I’m really sorry that medical “professionals” treated you the way that they did just because you’re gay. I know some gay people on dialysis and suspect there are many others who are gay but haven’t come out because of just what you experienced. Medical professionals are taught how to protect themselves from infection and should treat everyone the same whether they do or do not have an infection. If they can’t do that or they’re afraid of getting infected, they should get out of the medical field. I hope people today don’t react like they did then, but I suspect some do. There needs to be more education in the medical community on how to treat people with dignity and respect no matter their gender, race, color, religion, sexual orientation, etc. The way you were treated was disrespectful. Your sexual orientation is no one else’s business and in my opinion should not be on the face sheet of your chart. You have the right to ask that to be removed if you believe it affects people’s treatment of you.
As you say, statistics are numbers and not people. However, they are the best we have to explain what happens to people with kidney disease and kidney failure. We use statistics to try to help us understand problems that have occurred so we can keep people from having experiences like yours. I know people who have catheters and haven’t had problems. I’m thrilled you’re one of them.

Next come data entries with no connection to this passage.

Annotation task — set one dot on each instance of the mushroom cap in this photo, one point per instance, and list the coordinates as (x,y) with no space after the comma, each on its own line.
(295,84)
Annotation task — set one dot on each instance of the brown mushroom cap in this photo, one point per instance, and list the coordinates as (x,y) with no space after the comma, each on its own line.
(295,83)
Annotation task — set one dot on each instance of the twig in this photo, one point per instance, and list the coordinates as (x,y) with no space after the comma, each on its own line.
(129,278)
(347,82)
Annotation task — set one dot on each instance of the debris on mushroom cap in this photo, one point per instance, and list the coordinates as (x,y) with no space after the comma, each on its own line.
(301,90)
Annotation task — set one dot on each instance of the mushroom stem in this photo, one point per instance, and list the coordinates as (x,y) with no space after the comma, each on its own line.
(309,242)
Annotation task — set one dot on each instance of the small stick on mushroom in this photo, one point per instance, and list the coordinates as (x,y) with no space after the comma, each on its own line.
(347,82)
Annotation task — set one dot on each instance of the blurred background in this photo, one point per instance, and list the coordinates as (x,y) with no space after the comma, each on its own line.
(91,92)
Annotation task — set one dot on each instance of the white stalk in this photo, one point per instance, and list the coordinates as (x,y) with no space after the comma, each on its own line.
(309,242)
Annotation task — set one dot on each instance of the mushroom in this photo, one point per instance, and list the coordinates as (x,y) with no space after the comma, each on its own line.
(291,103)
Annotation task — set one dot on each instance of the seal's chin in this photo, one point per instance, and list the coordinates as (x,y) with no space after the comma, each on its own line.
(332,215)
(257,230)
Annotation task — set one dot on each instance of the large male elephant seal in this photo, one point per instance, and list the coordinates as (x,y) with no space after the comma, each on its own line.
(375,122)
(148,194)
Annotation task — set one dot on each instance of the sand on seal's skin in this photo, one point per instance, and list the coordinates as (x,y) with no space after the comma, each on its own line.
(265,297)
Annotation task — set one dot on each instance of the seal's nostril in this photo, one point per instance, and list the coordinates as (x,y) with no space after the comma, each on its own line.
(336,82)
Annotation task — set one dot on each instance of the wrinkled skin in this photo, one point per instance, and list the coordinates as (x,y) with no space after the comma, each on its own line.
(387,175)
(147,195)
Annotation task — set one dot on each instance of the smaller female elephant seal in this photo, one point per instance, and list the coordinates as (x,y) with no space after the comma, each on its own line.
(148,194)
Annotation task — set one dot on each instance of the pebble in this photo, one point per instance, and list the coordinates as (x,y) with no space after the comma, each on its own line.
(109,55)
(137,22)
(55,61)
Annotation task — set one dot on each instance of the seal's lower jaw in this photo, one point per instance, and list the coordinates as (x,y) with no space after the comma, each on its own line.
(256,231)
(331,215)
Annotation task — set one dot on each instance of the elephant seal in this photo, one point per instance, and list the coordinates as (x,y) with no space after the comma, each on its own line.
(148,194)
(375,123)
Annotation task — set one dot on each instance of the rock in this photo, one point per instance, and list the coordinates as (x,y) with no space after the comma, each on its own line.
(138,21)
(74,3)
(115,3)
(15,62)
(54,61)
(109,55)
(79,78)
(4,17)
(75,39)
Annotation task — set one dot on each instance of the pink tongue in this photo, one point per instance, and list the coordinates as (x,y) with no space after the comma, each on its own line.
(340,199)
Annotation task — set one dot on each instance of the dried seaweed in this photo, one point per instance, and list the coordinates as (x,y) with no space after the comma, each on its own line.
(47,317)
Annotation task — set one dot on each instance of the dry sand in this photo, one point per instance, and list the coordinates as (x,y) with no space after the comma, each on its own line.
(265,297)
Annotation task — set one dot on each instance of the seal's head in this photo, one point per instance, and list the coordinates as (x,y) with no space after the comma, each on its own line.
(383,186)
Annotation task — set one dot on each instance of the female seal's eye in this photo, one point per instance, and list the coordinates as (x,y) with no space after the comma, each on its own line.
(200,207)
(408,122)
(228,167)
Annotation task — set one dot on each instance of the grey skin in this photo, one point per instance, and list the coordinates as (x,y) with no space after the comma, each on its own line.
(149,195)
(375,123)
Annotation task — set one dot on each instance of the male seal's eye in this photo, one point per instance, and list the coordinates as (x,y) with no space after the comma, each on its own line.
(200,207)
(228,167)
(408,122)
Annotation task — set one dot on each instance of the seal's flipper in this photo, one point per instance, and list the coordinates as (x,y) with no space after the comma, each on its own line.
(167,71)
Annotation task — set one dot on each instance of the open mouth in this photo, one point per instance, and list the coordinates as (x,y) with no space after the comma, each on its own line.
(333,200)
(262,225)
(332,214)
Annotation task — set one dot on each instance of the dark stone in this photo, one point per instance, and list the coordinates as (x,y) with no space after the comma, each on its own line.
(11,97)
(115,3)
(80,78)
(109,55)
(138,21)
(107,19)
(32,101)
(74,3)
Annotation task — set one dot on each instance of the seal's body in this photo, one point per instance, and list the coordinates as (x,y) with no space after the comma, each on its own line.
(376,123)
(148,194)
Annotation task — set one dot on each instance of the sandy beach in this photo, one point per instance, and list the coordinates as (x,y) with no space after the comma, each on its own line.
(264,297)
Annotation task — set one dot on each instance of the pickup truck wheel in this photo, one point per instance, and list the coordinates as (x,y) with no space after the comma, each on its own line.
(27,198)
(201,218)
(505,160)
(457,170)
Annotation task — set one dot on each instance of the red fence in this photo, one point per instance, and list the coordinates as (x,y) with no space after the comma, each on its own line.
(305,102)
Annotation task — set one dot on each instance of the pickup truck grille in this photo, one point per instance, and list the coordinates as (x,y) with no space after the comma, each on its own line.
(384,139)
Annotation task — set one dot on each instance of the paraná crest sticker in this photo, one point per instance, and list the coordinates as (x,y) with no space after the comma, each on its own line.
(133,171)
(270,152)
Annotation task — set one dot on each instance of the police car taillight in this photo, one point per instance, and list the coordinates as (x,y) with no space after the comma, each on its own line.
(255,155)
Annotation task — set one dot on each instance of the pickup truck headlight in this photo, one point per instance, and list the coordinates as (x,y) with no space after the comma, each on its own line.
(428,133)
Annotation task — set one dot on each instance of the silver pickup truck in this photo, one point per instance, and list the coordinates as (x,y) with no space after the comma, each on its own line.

However, data on hundreds of thousands or patients shows that for whatever reason, catheters are more likely to cause problems than grafts or fistulas. Maybe it’s because most patients with catheters are doing dialysis in-center and having multiple staff taking care of them and possibly not doing appropriate catheter care. Maybe it’s poor surgical technique that caused an infection. Maybe it’s because having a catheter in the upper chest can cause scarring of vessels to other places in the upper body. Maybe it’s because the catheter goes into the heart where it doesn’t take much to cause a problem. I’m glad your doing dialysis at home where you’re caring for your catheter because you probably take more pains with it than anyone else might.
Dori and I have been trying to understand how some people keep their jobs as their kidneys are failing while others can’t, looking at things like gender, race, other health conditions, treatment of anemia, choice of first treatment, etc. We hope to publish our data in a major medical journal so that doctors will know the types of things that they can to help people keep their jobs. Our goal is to help keep people with kidney disease and kidney failure from being forced to live in poverty or near poverty as many ESRD patients, especially those without partners, do.
CCPD is more work friendly because you don’t have to interrupt your day (unless you have to do a daytime CAPD exchange). The number of patients on CCPD is growing while the number of patients on CAPD is shrinking, probably in part because of the burden of doing multiple exchanges each day. We believe that home hemo is at least as work friendly as CCPD, but the number of patients on HHD is too small to do meaningful statistics.
I’ve worked with hundreds of patients over my lengthy nephrology social work career. I’ve become such a rehab enthusiast and promoter of employment for people with kidney disease and kidney failure who are physically and emotionally able to work because I’ve seen what a hard life it can be for those living on SSI and SSDI who worry about finding and paying for liveable housing, keeping their car running (or depending on undependable transportation), finding and affording health insurance to pay what Medicare doesn’t, paying routine bills, affording drugs, buying higher protein food, and trying to save a little money to go out to eat or go to a movie or buy something they want.
I hope you (and others on this board) don’t think we’re trying to ram work down people’s throats. We understand that there are patients that are retired because they wanted to retire or are too sick to work. We just hate to see people forced to retire when they’d like to keep working or return to work.